David Blunkett has a habit of firing off broadsides that offend liberal sensibilities. In his latest outburst he supported the idea of an underclass, declaring that there was indeed a subset of society with different social norms – a distinct group who annoyed their neighbours, engaged in drugs and other criminal activity and who in succeeding generations failed to hold down regular work or contribute to society in any positive way.
The home secretary was responding to a recent study, published by a left-of-centre think tank, which concluded the underclass was a myth. The authors were able to show that for most people, being at the bottom of the social heap was a temporary state.

These two views are not as incompatible as they first seem. Most people are able to move off the lowest tiers (although usually not very far), but that still leaves some who stay, and there is evidence that their children are likely to be disadvantaged as well.

On the other hand, using terms such as “underclass” risks making too strong a link between poverty and antisocial behaviour. Just because someone has to survive on a low income or is not a high educational achiever does not make them a hooligan or a criminal. To be fair though, that is not what the home secretary said.

It is harder still to accept that such attributes are exclusive to groups such as lone parents, the unemployed or any other vulnerable groups in society. Complex social problems cannot be generalised – and simply blaming the poor for their plight is as unedifying as it is futile.

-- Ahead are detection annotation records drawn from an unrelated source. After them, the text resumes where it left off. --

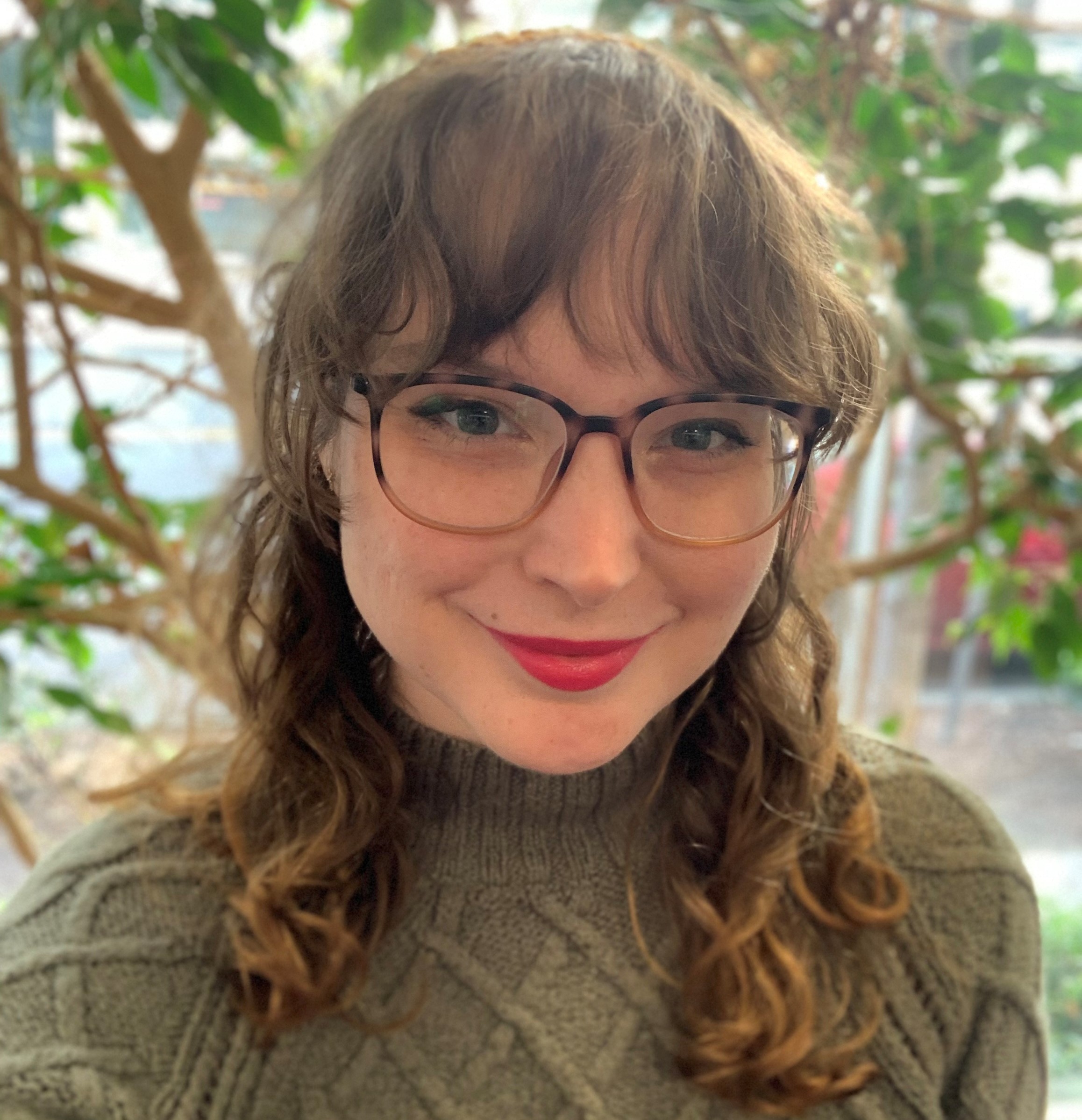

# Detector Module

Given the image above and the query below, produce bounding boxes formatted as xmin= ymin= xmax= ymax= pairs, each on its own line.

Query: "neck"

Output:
xmin=390 ymin=709 xmax=660 ymax=883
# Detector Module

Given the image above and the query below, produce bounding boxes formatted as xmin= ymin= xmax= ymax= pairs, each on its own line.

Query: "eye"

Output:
xmin=665 ymin=417 xmax=753 ymax=451
xmin=410 ymin=397 xmax=503 ymax=435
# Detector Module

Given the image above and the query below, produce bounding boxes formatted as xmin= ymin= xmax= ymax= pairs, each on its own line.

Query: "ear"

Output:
xmin=318 ymin=438 xmax=338 ymax=495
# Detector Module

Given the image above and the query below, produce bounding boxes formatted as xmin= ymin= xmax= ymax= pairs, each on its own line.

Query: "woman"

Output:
xmin=0 ymin=31 xmax=1045 ymax=1120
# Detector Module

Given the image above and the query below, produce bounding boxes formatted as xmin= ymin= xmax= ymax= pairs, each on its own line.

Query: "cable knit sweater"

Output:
xmin=0 ymin=725 xmax=1046 ymax=1120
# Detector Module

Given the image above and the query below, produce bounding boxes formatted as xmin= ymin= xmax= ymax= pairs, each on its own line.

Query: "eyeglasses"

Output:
xmin=353 ymin=373 xmax=832 ymax=544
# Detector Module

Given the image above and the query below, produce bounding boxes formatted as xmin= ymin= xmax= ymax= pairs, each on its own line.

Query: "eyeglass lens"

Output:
xmin=380 ymin=384 xmax=802 ymax=540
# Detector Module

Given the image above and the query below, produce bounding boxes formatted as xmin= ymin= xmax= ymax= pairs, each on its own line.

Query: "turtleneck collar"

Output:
xmin=388 ymin=708 xmax=660 ymax=883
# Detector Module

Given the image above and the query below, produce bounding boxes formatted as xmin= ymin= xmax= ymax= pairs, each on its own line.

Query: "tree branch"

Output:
xmin=50 ymin=257 xmax=191 ymax=329
xmin=0 ymin=102 xmax=38 ymax=474
xmin=75 ymin=50 xmax=168 ymax=204
xmin=0 ymin=785 xmax=38 ymax=867
xmin=898 ymin=356 xmax=981 ymax=519
xmin=0 ymin=467 xmax=159 ymax=564
xmin=164 ymin=104 xmax=209 ymax=194
xmin=696 ymin=8 xmax=789 ymax=136
xmin=831 ymin=483 xmax=1034 ymax=590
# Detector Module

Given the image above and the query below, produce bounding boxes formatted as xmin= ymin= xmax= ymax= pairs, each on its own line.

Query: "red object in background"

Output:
xmin=809 ymin=459 xmax=849 ymax=552
xmin=811 ymin=458 xmax=1068 ymax=651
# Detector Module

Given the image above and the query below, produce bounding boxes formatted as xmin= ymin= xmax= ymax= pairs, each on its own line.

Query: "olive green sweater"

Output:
xmin=0 ymin=722 xmax=1046 ymax=1120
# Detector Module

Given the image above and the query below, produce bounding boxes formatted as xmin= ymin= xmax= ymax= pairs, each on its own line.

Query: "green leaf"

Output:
xmin=214 ymin=0 xmax=270 ymax=51
xmin=53 ymin=626 xmax=94 ymax=672
xmin=71 ymin=140 xmax=113 ymax=171
xmin=45 ymin=685 xmax=135 ymax=735
xmin=1015 ymin=132 xmax=1079 ymax=179
xmin=969 ymin=296 xmax=1015 ymax=342
xmin=996 ymin=23 xmax=1037 ymax=74
xmin=343 ymin=0 xmax=436 ymax=71
xmin=594 ymin=0 xmax=646 ymax=31
xmin=98 ymin=42 xmax=161 ymax=109
xmin=71 ymin=404 xmax=115 ymax=455
xmin=996 ymin=198 xmax=1052 ymax=253
xmin=189 ymin=58 xmax=287 ymax=148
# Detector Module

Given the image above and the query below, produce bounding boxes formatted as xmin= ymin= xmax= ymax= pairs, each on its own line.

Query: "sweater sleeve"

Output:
xmin=0 ymin=810 xmax=237 ymax=1120
xmin=853 ymin=739 xmax=1047 ymax=1120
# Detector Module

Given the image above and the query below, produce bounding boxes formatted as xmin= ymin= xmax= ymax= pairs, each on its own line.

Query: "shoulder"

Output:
xmin=843 ymin=730 xmax=1034 ymax=899
xmin=845 ymin=731 xmax=1046 ymax=1120
xmin=0 ymin=809 xmax=240 ymax=1118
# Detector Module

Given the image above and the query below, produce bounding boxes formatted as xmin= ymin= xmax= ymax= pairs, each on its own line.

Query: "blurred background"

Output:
xmin=0 ymin=0 xmax=1082 ymax=1106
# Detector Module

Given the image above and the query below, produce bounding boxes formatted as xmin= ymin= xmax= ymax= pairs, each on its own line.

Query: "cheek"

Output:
xmin=341 ymin=468 xmax=492 ymax=653
xmin=667 ymin=528 xmax=778 ymax=627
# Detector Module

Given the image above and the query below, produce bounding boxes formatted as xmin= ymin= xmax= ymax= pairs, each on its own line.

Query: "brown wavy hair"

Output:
xmin=105 ymin=31 xmax=908 ymax=1115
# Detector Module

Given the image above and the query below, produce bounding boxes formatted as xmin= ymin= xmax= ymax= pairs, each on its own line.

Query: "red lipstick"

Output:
xmin=485 ymin=626 xmax=656 ymax=692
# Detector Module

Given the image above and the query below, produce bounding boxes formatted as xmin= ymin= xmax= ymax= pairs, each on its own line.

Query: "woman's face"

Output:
xmin=321 ymin=300 xmax=777 ymax=774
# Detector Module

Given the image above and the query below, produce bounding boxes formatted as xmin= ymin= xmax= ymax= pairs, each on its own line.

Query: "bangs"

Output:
xmin=281 ymin=34 xmax=875 ymax=440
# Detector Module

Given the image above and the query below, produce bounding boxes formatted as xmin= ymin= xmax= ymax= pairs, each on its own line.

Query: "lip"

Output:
xmin=485 ymin=626 xmax=660 ymax=692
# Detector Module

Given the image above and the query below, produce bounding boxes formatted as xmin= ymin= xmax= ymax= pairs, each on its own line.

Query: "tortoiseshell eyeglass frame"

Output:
xmin=352 ymin=372 xmax=833 ymax=545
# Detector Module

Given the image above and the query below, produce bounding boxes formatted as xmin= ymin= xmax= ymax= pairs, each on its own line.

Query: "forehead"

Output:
xmin=372 ymin=288 xmax=725 ymax=414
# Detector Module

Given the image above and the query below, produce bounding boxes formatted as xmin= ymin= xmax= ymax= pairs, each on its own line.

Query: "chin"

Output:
xmin=478 ymin=701 xmax=651 ymax=774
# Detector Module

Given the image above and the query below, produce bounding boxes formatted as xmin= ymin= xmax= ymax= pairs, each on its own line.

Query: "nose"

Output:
xmin=523 ymin=434 xmax=643 ymax=608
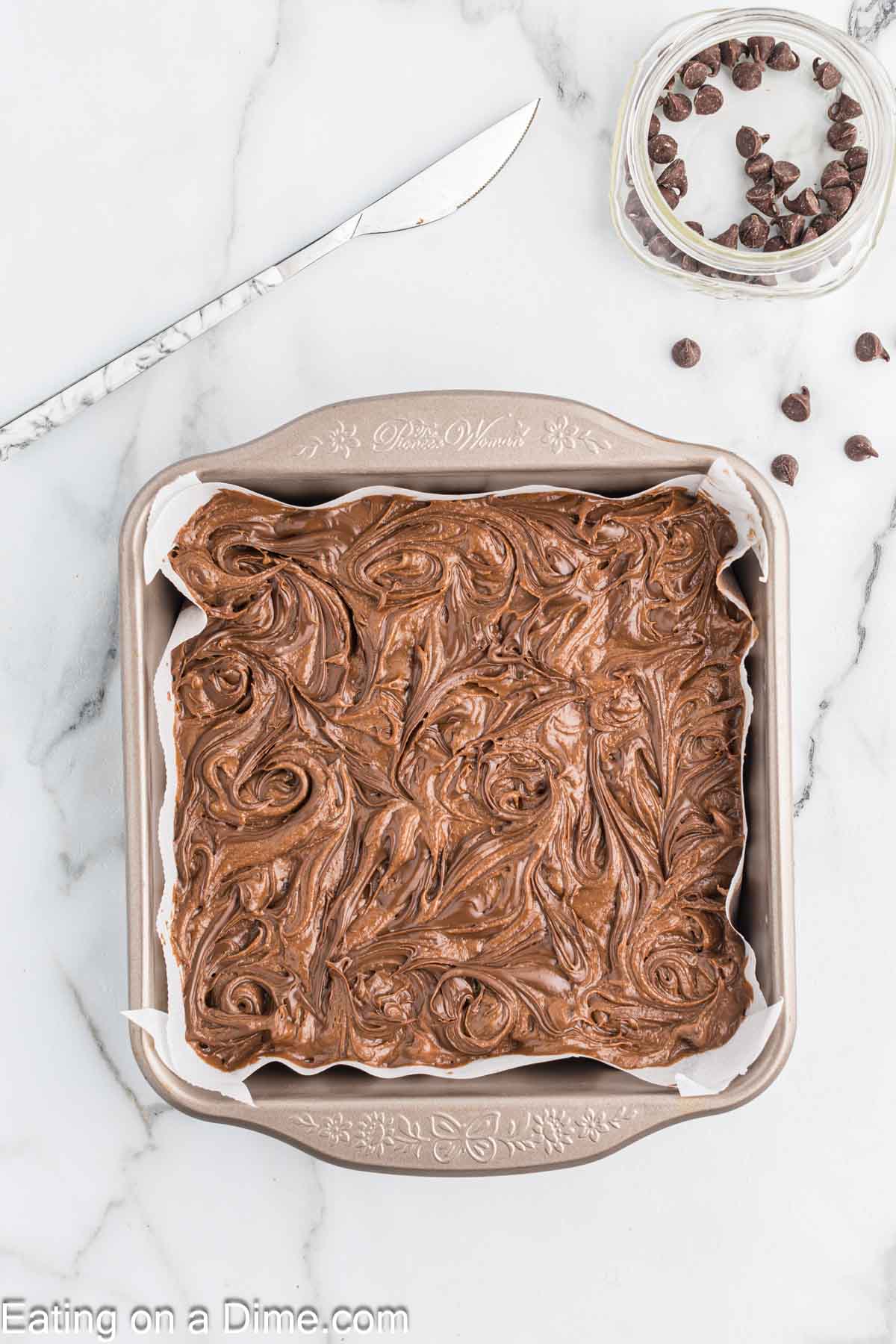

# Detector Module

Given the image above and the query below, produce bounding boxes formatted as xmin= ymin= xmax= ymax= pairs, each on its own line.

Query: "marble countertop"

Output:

The government has carefully avoided this. Its favourite term has been “social exclusion” – the implication of which is that the fault does not lie entirely with the individuals concerned. However, New Labour, unlike the traditional left, also takes the view that the poor are not merely victims of an amoral market economy. They have rights but they also have responsibilities.

Anyone who has worked in housing knows about so-called “problem tenants”, who have multiple and challenging problems, and for whom criminality, truancy, drug addiction and antisocial behaviour are never far away.

New Labour, unlike the traditional left, takes the view that the poor are not merely victims of an amoral economy. They have rights but they also have responsibilities

Some of these problems may have become more acute in the last 20 years or so. The traditional buttresses that helped sustain many working-class communities have been undermined. Mass employment linked with identified areas of rented public housing, strong trade unions, churches and chapels – all these pillars, together with relatively stable families, helped to keep communities together and set standards of behaviour.

As employment patterns have changed, family breakdown has increased and drug use has risen, the institutions that formed this social glue have become less potent, and the economy has left some behind – not just unemployed but apparently unemployable.

Frank Field once described them as the last carriage of an express which had become decoupled from the rest of the train, abandoned as others speeded ahead for a better life. Hence the idea of a class stuck in ghettos of poverty, caught in a depressing world of dependency and decline.

So what is to be done? Thus far the government has introduced a series of initiatives to turn communities around, make work pay, encourage parental responsibility and address antisocial behaviour. It is perhaps too early to tell what impact the current range of measures will have. Lots of people now have jobs who did not have jobs five years ago, but that has more to do with economic rather than social policy.